P. S. Если же и эти десять лет он снова проживет шаляй-валяй, день да ночь – сутки прочь, в порочных забавах взрослого ребенка, отщепенцем Божьего мира, блудным сыном, забывшим дорогу к отчему дому, то возвращенные ему по Нашему произволению лета прибавляются к его настоящему земному возрасту, что в итоге составит, таким образом, пятьдесят два года.
Согласен ли был Сергей Павлович с таким условием?
Да, он считал его вполне справедливым.
Не усматривал ли он в означенном постскриптуме уничижающее его человеческое достоинство недоверие к себе?
Ни в коем случае, ибо твердость, последовательность и целеустремленность до недавнего времени не были основополагающими свойствами его натуры.
Не опасался ли подвохов со стороны помолодевшей плоти?
Нет, ибо теперь его плоть освящена любовью, которую он никогда не осмелится оскорбить.
К приятным, нравственным и устремленным исключительно горе мечтаниям, каковым он невзначай предался, следовало прибавить теплый ветерок из приоткрытого окна, убаюкивающее покачивание мягкого сидения, гул попутных и встречных машин, что, взятое вкупе, с ласковой настойчивостью смеживало тяжелеющие веки.
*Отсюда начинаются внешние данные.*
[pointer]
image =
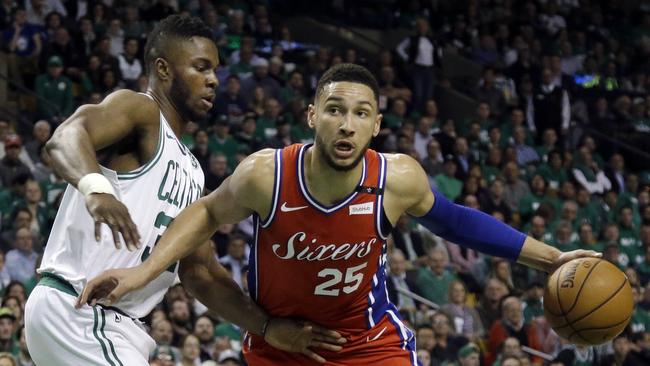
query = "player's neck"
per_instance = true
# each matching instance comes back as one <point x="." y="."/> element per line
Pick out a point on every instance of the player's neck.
<point x="325" y="183"/>
<point x="169" y="110"/>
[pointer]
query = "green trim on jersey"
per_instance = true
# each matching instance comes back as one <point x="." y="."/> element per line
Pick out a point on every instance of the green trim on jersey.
<point x="110" y="343"/>
<point x="101" y="342"/>
<point x="57" y="282"/>
<point x="145" y="168"/>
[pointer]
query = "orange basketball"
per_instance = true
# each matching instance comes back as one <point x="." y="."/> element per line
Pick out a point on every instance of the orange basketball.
<point x="588" y="301"/>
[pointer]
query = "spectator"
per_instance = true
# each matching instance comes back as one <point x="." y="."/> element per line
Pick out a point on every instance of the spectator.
<point x="616" y="173"/>
<point x="24" y="44"/>
<point x="260" y="77"/>
<point x="190" y="351"/>
<point x="551" y="107"/>
<point x="515" y="188"/>
<point x="446" y="183"/>
<point x="7" y="323"/>
<point x="55" y="89"/>
<point x="204" y="331"/>
<point x="588" y="174"/>
<point x="398" y="279"/>
<point x="408" y="240"/>
<point x="10" y="166"/>
<point x="525" y="153"/>
<point x="489" y="305"/>
<point x="466" y="320"/>
<point x="447" y="344"/>
<point x="21" y="261"/>
<point x="40" y="134"/>
<point x="130" y="66"/>
<point x="236" y="257"/>
<point x="512" y="324"/>
<point x="488" y="93"/>
<point x="217" y="172"/>
<point x="421" y="53"/>
<point x="434" y="280"/>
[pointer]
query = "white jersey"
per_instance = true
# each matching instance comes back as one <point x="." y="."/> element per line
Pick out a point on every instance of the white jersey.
<point x="154" y="194"/>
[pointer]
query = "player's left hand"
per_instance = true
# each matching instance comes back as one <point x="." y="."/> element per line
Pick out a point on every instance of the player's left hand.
<point x="574" y="254"/>
<point x="295" y="336"/>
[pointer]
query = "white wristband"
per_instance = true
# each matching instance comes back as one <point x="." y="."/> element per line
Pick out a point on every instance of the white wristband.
<point x="94" y="183"/>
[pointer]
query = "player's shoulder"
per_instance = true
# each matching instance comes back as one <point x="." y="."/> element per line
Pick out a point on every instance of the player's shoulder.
<point x="404" y="174"/>
<point x="255" y="174"/>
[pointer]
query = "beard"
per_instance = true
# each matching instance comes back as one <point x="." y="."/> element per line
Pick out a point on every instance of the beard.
<point x="320" y="145"/>
<point x="180" y="95"/>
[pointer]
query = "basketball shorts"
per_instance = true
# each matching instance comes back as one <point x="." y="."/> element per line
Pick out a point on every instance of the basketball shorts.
<point x="388" y="343"/>
<point x="57" y="334"/>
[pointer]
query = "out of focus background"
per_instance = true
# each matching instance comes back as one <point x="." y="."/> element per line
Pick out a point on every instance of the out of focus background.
<point x="535" y="112"/>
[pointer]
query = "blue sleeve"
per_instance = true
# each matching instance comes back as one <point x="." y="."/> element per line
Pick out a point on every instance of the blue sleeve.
<point x="472" y="228"/>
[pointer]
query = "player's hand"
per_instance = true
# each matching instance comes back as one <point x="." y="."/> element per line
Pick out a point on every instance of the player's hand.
<point x="106" y="209"/>
<point x="574" y="254"/>
<point x="295" y="336"/>
<point x="110" y="286"/>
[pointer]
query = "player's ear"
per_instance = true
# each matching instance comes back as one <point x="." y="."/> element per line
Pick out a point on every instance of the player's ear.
<point x="311" y="115"/>
<point x="162" y="69"/>
<point x="378" y="120"/>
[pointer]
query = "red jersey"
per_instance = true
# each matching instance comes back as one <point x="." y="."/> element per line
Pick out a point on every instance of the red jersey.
<point x="318" y="262"/>
<point x="326" y="264"/>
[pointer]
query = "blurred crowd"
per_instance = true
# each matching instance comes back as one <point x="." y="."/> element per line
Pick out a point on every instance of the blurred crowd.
<point x="552" y="71"/>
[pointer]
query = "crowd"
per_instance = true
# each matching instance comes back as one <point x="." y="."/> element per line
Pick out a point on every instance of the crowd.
<point x="552" y="72"/>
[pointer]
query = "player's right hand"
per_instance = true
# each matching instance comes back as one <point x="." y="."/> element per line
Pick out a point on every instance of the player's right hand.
<point x="110" y="286"/>
<point x="106" y="209"/>
<point x="296" y="336"/>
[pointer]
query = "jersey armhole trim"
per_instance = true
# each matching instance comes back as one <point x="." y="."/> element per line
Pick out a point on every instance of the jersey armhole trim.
<point x="146" y="167"/>
<point x="380" y="197"/>
<point x="277" y="184"/>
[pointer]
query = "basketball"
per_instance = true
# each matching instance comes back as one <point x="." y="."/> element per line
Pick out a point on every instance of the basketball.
<point x="588" y="301"/>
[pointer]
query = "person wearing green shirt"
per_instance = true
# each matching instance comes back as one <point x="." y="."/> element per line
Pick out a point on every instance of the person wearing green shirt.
<point x="640" y="321"/>
<point x="516" y="119"/>
<point x="433" y="281"/>
<point x="396" y="116"/>
<point x="531" y="201"/>
<point x="549" y="143"/>
<point x="266" y="123"/>
<point x="533" y="302"/>
<point x="55" y="90"/>
<point x="553" y="171"/>
<point x="492" y="167"/>
<point x="588" y="210"/>
<point x="446" y="183"/>
<point x="221" y="141"/>
<point x="587" y="239"/>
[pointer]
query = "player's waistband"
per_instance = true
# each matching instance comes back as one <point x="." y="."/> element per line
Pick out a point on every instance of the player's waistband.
<point x="59" y="283"/>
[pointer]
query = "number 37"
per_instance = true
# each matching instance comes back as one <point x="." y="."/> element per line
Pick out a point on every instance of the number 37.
<point x="352" y="280"/>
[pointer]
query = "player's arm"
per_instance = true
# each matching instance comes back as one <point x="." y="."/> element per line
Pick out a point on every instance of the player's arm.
<point x="465" y="226"/>
<point x="93" y="127"/>
<point x="232" y="202"/>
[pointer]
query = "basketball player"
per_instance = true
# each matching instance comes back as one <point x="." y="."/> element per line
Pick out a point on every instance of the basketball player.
<point x="323" y="213"/>
<point x="148" y="178"/>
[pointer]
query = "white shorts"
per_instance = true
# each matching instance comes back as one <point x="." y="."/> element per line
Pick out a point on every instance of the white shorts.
<point x="58" y="334"/>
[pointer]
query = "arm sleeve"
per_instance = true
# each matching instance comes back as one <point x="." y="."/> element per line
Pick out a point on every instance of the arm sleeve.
<point x="472" y="228"/>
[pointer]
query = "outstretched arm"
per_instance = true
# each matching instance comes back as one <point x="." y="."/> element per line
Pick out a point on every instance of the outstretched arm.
<point x="469" y="227"/>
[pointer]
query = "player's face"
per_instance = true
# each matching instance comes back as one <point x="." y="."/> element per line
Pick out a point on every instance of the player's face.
<point x="193" y="79"/>
<point x="345" y="119"/>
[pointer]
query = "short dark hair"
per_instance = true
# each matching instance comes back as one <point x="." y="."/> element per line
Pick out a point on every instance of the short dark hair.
<point x="348" y="72"/>
<point x="172" y="28"/>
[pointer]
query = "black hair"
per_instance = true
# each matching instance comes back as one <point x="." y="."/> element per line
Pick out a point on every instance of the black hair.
<point x="348" y="72"/>
<point x="171" y="29"/>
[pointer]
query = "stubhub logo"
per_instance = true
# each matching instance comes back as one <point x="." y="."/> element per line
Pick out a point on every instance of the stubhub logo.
<point x="362" y="208"/>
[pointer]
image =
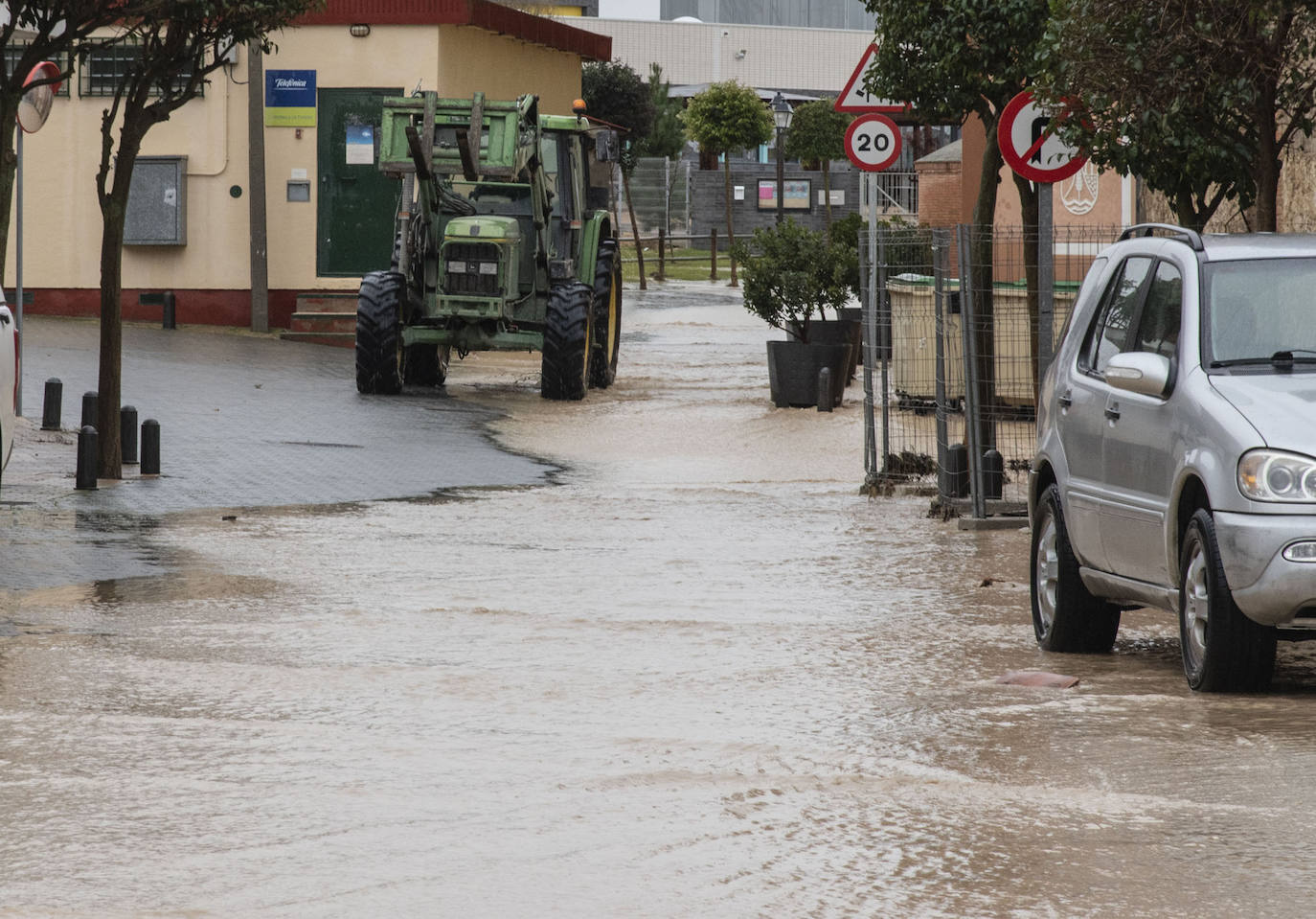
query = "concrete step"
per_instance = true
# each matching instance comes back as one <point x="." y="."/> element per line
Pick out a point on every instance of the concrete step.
<point x="323" y="321"/>
<point x="333" y="338"/>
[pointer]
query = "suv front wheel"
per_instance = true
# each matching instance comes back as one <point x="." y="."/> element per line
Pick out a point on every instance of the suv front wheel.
<point x="1223" y="650"/>
<point x="1066" y="616"/>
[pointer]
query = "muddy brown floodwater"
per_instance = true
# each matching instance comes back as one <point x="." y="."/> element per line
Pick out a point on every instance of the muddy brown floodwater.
<point x="696" y="676"/>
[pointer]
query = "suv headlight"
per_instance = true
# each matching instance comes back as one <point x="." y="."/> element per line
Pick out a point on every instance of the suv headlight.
<point x="1273" y="475"/>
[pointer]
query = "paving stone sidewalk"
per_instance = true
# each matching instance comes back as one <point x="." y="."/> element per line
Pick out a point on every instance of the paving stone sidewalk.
<point x="245" y="422"/>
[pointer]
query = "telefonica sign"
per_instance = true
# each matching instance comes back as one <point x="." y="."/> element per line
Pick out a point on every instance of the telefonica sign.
<point x="289" y="98"/>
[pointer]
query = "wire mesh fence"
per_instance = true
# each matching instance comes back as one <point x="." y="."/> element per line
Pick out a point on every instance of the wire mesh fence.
<point x="964" y="330"/>
<point x="660" y="194"/>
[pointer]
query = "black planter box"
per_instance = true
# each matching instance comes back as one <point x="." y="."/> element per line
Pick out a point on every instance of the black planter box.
<point x="792" y="372"/>
<point x="840" y="332"/>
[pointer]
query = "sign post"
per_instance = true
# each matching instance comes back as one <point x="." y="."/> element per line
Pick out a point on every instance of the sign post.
<point x="34" y="109"/>
<point x="1031" y="148"/>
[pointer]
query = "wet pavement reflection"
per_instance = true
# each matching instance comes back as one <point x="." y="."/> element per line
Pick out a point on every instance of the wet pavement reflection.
<point x="696" y="675"/>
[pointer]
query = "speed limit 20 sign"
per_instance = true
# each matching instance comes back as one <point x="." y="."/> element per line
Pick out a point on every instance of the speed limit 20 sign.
<point x="873" y="143"/>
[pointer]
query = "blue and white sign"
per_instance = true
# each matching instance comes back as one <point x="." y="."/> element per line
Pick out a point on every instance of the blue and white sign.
<point x="289" y="98"/>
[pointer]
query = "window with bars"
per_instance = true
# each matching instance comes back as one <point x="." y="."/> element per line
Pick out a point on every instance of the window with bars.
<point x="102" y="69"/>
<point x="13" y="53"/>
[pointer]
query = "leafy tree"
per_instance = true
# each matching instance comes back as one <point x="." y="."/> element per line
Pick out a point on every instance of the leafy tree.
<point x="613" y="92"/>
<point x="723" y="119"/>
<point x="666" y="138"/>
<point x="1234" y="87"/>
<point x="817" y="132"/>
<point x="176" y="53"/>
<point x="953" y="59"/>
<point x="57" y="31"/>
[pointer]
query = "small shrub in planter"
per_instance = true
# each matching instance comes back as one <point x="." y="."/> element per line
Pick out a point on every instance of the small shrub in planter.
<point x="791" y="275"/>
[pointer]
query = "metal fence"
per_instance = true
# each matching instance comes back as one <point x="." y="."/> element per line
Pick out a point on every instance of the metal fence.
<point x="660" y="193"/>
<point x="960" y="338"/>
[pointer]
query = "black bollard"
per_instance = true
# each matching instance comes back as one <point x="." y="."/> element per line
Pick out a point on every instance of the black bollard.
<point x="994" y="474"/>
<point x="150" y="448"/>
<point x="52" y="412"/>
<point x="88" y="409"/>
<point x="127" y="435"/>
<point x="87" y="458"/>
<point x="826" y="390"/>
<point x="956" y="468"/>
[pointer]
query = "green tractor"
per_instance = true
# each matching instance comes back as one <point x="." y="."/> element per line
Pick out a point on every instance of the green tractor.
<point x="503" y="242"/>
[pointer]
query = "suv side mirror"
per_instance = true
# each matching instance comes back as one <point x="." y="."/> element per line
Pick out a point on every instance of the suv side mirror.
<point x="1139" y="372"/>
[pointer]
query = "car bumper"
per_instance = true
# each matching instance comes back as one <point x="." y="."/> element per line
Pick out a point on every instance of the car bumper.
<point x="1266" y="586"/>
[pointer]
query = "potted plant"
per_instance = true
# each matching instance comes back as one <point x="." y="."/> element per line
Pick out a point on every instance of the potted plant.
<point x="791" y="275"/>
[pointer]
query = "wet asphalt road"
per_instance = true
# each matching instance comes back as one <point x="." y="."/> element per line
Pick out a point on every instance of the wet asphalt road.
<point x="675" y="666"/>
<point x="245" y="422"/>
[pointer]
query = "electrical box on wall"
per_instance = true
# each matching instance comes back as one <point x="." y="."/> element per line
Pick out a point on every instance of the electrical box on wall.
<point x="157" y="203"/>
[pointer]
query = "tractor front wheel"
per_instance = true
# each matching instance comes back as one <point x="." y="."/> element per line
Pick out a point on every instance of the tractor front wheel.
<point x="566" y="342"/>
<point x="379" y="336"/>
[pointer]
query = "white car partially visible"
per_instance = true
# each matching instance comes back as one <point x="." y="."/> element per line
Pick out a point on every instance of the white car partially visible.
<point x="8" y="380"/>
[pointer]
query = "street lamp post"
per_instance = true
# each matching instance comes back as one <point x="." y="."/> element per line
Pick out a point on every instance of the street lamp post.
<point x="782" y="116"/>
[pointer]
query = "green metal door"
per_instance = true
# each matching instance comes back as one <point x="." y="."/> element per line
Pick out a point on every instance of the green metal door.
<point x="355" y="207"/>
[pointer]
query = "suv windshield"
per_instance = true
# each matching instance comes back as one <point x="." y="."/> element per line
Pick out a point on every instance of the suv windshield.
<point x="1259" y="312"/>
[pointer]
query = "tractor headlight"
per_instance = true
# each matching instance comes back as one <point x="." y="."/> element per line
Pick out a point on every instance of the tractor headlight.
<point x="1274" y="475"/>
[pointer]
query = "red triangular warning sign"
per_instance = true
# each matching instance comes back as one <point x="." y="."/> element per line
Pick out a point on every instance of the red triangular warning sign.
<point x="853" y="96"/>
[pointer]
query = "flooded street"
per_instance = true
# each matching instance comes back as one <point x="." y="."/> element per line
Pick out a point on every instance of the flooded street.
<point x="695" y="673"/>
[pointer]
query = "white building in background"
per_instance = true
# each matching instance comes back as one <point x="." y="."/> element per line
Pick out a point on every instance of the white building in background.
<point x="813" y="62"/>
<point x="811" y="14"/>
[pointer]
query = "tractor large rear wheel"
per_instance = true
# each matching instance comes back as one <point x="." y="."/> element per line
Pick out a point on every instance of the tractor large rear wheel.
<point x="607" y="316"/>
<point x="565" y="368"/>
<point x="379" y="334"/>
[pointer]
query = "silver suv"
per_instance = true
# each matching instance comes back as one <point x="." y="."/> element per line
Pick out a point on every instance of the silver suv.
<point x="1175" y="461"/>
Затуманенным взором дремлющий Сергей Павлович иногда взглядывал окрест, видел трамваи, деревья, огромные угрюмые дома, медленно бредущий по тротуарам праздный народ, магазины, ларьки, бочки с квасом, недвижимо лежащего на газоне человека и еще одного, застывшего над ним немым вопросом, вставшую на задние лапы и роющуюся в урне собаку с обвисшей клочьями шерстью, грузную старуху в тапочках на отекших ногах, порывающуюся перейти улицу и в страхе отступающую после первого же шажка, и спешил закрыть глаза, чтобы зрелище топчущегося в прахе, безумного и жалкого мира не разрушило воцарившегося в нем покоя. Потом на какое-то время стемнело. «Тоннель, – догадался он. – Сейчас приедем». Он ощутил поворот, еще один, открыл глаза и увидел знакомый дом на курьих ножках.
– Пятнадцатый этаж, квартира сто тридцать семь, – буркнул водитель.
– Знаю, – сладко зевнул Сергей Павлович.
Несколькими минутами спустя, переступив порог, он с фальшивой бодростью осведомился у встретившей его колдуньи, мнимой сестры и фактической супруги митрополита Евгении Сидоровны:
– Ну, как наш больной?
Она красноречиво вздохнула. Из глубины квартиры, из той комнаты, где, как помнил Сергей Павлович, под Распятием темного металла покоилось тело страдающего Антонина, слышен был голос митрополита, чуть ли не со слезами говорившего кому-то: «Нет, нет! Да нет же!» Громовой хохот звучал ему в ответ. Сергей Павлович вздрогнул.